İşte böyle bir alanda liderlik ön plana çıkıyor.
Sarkozy’nin liderliğinin nasıl bir model olduğunu bilmek gerekir. Dış politika belirleyicileri özellikle ABD’nin insan analistlerinden sıklıkla yararlandığını biliyoruz.
Bizim dış politika geleneği bu konuda ne yapıyor bilemiyorum ancak bilimsel görüşleri göz önüne alırsa işe yarayacağını tahmin ediyorum.

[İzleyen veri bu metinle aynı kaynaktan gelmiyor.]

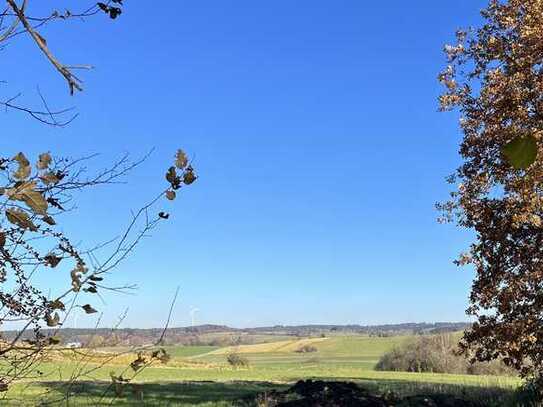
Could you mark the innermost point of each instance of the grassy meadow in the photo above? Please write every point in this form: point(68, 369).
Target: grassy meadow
point(200, 375)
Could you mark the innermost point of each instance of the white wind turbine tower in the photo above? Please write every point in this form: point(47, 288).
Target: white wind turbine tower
point(193, 311)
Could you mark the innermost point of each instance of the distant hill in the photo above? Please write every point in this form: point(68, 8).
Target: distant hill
point(221, 335)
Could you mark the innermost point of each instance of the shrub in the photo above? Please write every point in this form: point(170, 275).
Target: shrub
point(234, 359)
point(306, 349)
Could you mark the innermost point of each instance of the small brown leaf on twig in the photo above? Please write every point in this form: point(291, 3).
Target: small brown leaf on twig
point(88, 309)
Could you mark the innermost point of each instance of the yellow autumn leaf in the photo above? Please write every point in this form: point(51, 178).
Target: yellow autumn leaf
point(24, 170)
point(20, 218)
point(44, 160)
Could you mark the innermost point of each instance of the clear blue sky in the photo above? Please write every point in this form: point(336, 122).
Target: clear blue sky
point(315, 132)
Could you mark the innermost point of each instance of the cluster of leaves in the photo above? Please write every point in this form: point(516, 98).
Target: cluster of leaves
point(495, 79)
point(34, 195)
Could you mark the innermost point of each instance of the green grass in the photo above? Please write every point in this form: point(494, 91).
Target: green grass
point(206, 379)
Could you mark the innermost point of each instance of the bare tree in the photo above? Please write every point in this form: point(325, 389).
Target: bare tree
point(37, 193)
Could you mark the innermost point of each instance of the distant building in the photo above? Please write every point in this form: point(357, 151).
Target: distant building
point(73, 345)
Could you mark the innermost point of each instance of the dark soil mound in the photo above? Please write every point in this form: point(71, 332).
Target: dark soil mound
point(309, 393)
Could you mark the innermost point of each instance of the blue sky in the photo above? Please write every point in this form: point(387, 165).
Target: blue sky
point(316, 135)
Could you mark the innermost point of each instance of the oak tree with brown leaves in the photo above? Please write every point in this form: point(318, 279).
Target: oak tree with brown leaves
point(495, 79)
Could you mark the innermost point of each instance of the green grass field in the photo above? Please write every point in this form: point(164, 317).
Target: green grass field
point(200, 376)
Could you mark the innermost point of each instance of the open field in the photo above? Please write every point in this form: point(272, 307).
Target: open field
point(200, 375)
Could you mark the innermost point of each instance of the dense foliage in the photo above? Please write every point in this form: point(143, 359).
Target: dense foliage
point(495, 79)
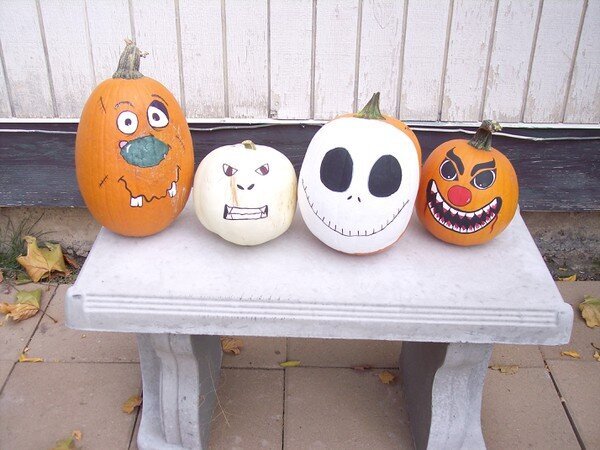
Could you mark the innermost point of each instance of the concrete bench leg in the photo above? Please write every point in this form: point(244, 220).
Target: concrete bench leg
point(443, 384)
point(179, 374)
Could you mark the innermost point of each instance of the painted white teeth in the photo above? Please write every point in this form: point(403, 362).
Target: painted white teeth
point(173, 189)
point(136, 201)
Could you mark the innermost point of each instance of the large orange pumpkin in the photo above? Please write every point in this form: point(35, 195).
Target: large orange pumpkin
point(469, 190)
point(133, 154)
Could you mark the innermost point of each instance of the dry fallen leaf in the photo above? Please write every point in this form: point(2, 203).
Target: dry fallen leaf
point(27, 305)
point(590, 311)
point(571, 353)
point(510, 369)
point(132, 402)
point(41, 262)
point(231, 345)
point(292, 363)
point(387, 377)
point(24, 358)
point(569, 278)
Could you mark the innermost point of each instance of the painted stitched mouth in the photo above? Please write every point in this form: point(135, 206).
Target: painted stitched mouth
point(138, 201)
point(345, 231)
point(237, 213)
point(465, 222)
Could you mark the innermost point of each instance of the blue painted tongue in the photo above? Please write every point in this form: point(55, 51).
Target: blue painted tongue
point(146, 151)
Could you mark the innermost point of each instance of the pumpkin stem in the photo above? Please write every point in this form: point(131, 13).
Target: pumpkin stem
point(371, 109)
point(483, 137)
point(249, 145)
point(129, 62)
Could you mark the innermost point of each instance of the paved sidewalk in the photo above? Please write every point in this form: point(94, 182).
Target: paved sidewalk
point(551, 402)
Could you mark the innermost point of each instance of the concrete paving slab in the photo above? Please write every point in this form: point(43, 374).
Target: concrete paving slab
point(249, 413)
point(521, 355)
point(14, 336)
point(523, 411)
point(343, 409)
point(45, 402)
point(56, 343)
point(579, 384)
point(344, 352)
point(258, 353)
point(5, 368)
point(582, 335)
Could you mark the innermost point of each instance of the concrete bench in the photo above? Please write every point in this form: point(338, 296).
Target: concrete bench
point(181, 289)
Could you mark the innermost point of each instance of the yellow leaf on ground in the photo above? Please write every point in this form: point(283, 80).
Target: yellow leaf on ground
point(569, 278)
point(131, 403)
point(387, 377)
point(510, 369)
point(41, 262)
point(590, 311)
point(292, 363)
point(231, 345)
point(27, 305)
point(24, 358)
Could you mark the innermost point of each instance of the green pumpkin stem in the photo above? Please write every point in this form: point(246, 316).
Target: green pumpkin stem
point(483, 137)
point(129, 62)
point(249, 145)
point(371, 109)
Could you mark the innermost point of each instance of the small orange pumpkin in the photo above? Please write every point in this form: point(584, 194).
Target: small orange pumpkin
point(469, 191)
point(133, 153)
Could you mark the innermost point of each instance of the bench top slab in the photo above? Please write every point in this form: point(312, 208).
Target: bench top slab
point(188, 280)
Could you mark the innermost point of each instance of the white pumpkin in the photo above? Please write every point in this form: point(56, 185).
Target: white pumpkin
point(359, 181)
point(245, 193)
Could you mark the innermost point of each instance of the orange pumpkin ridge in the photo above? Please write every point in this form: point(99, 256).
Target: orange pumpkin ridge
point(469, 191)
point(133, 152)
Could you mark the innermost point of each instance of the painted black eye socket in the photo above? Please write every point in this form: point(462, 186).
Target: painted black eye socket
point(336, 169)
point(448, 171)
point(385, 177)
point(484, 179)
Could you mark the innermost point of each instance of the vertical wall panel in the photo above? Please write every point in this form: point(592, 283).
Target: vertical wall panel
point(247, 58)
point(202, 57)
point(380, 47)
point(291, 54)
point(509, 62)
point(424, 55)
point(583, 104)
point(25, 62)
point(109, 25)
point(156, 33)
point(553, 58)
point(65, 29)
point(335, 57)
point(468, 51)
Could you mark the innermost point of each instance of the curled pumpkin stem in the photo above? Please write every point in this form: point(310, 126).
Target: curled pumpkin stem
point(129, 62)
point(483, 137)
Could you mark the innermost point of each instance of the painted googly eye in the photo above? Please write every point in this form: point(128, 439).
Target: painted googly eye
point(484, 179)
point(448, 171)
point(263, 170)
point(158, 116)
point(127, 122)
point(228, 170)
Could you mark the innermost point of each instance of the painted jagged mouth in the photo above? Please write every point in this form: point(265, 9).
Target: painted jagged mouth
point(138, 201)
point(236, 213)
point(465, 222)
point(346, 232)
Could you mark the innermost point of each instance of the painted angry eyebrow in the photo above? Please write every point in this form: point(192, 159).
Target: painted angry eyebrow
point(124, 102)
point(455, 158)
point(487, 165)
point(158, 96)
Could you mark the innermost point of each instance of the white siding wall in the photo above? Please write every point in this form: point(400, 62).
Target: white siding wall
point(535, 61)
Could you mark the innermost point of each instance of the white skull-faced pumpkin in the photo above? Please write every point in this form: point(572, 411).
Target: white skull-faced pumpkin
point(359, 181)
point(245, 193)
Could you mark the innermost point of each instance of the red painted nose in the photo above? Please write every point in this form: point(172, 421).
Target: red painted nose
point(459, 195)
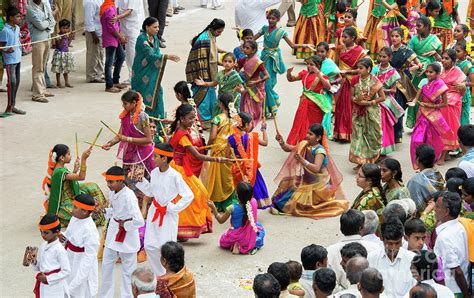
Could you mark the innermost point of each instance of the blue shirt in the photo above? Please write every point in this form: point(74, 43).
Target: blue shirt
point(11, 36)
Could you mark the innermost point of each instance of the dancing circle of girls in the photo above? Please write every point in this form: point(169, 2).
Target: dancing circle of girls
point(173, 181)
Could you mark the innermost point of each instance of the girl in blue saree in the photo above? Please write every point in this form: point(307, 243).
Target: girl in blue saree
point(202, 65)
point(272, 59)
point(148, 68)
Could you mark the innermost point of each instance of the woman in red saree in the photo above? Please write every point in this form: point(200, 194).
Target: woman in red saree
point(313, 104)
point(430, 127)
point(196, 218)
point(255, 75)
point(349, 54)
point(455, 79)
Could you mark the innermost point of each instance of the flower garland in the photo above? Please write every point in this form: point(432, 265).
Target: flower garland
point(138, 110)
point(248, 207)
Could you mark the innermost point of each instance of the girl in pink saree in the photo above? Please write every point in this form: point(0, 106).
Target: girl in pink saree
point(455, 80)
point(245, 234)
point(430, 127)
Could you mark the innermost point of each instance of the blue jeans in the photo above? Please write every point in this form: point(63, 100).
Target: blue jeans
point(113, 57)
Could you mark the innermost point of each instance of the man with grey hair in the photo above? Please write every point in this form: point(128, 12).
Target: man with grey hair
point(354, 268)
point(143, 282)
point(371, 224)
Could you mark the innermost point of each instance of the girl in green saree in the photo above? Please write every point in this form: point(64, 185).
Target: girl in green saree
point(272, 58)
point(61, 186)
point(148, 68)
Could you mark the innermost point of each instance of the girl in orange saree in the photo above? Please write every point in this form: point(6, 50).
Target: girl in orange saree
point(196, 218)
point(348, 57)
point(455, 79)
point(430, 127)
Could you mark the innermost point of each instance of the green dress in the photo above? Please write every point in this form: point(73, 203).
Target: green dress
point(147, 72)
point(467, 67)
point(62, 193)
point(366, 139)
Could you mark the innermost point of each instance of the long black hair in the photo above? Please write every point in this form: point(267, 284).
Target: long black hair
point(216, 24)
point(244, 194)
point(181, 112)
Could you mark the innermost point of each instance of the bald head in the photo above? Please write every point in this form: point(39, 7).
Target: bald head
point(143, 281)
point(354, 268)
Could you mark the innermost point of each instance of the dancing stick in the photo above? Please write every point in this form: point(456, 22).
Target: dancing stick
point(113, 131)
point(276, 125)
point(96, 137)
point(77, 146)
point(95, 145)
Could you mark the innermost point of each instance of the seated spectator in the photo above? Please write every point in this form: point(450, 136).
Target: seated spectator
point(371, 223)
point(324, 282)
point(296, 270)
point(415, 235)
point(451, 243)
point(455, 172)
point(282, 273)
point(371, 283)
point(424, 267)
point(393, 261)
point(313, 257)
point(351, 226)
point(350, 250)
point(466, 140)
point(422, 290)
point(354, 268)
point(143, 282)
point(266, 286)
point(428, 180)
point(177, 280)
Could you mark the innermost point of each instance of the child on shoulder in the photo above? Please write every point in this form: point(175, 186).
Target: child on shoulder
point(63, 61)
point(82, 245)
point(122, 238)
point(52, 263)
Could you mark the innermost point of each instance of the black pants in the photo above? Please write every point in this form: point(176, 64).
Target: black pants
point(157, 9)
point(13, 75)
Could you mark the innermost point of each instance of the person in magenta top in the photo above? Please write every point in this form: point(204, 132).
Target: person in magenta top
point(112, 41)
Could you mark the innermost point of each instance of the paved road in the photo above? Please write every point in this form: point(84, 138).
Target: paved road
point(26, 140)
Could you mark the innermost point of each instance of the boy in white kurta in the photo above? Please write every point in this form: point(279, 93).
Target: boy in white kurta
point(122, 238)
point(82, 246)
point(165, 185)
point(52, 262)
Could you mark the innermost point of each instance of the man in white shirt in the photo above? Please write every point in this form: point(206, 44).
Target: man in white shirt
point(162, 219)
point(122, 238)
point(424, 267)
point(371, 283)
point(451, 243)
point(371, 223)
point(354, 268)
point(393, 261)
point(131, 16)
point(94, 49)
point(250, 14)
point(143, 283)
point(351, 226)
point(82, 246)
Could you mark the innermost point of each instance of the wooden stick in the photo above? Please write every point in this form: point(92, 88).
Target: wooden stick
point(115, 133)
point(276, 126)
point(77, 146)
point(96, 137)
point(95, 145)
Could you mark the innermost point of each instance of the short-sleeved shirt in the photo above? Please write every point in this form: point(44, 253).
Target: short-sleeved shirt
point(11, 36)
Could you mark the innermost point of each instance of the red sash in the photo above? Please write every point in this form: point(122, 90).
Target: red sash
point(160, 212)
point(73, 248)
point(38, 283)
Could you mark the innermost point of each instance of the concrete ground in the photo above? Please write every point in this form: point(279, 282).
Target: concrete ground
point(26, 140)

Geçtiğimiz yıl bir Fransız sağlık kuruluşu ile iş görüşmeleri yapıyorduk. Psikiyatrik yaşlı bakımı ve tedavisi konusunda vereceğimiz hizmetin kalitesini vurgulamak için ben bir ara “ Eğer Sayın Sarkozy’nin annesi bile gelse gönül rahatlığı ile yatarak tedavi olacağı şartlar hazırlayabilme imkânımız var” dedim.
Fransız temsilcinin verdiği bu cevap hem bizi hem de mütercimi şaşırttı. “Sayın hocam siz annesini bırakın Sarkozy’i alıp yatırın” dedi. Ciddi konular konuşulurken, tutanak tutulurken söylenen bu söz bize ironik bir mizah olarak gelmişti.
Ancak Sarkozy’i yakından tanıyanlar sağlıklı bir karakterle karşı karşıya olunmadığını düşünüyorlar.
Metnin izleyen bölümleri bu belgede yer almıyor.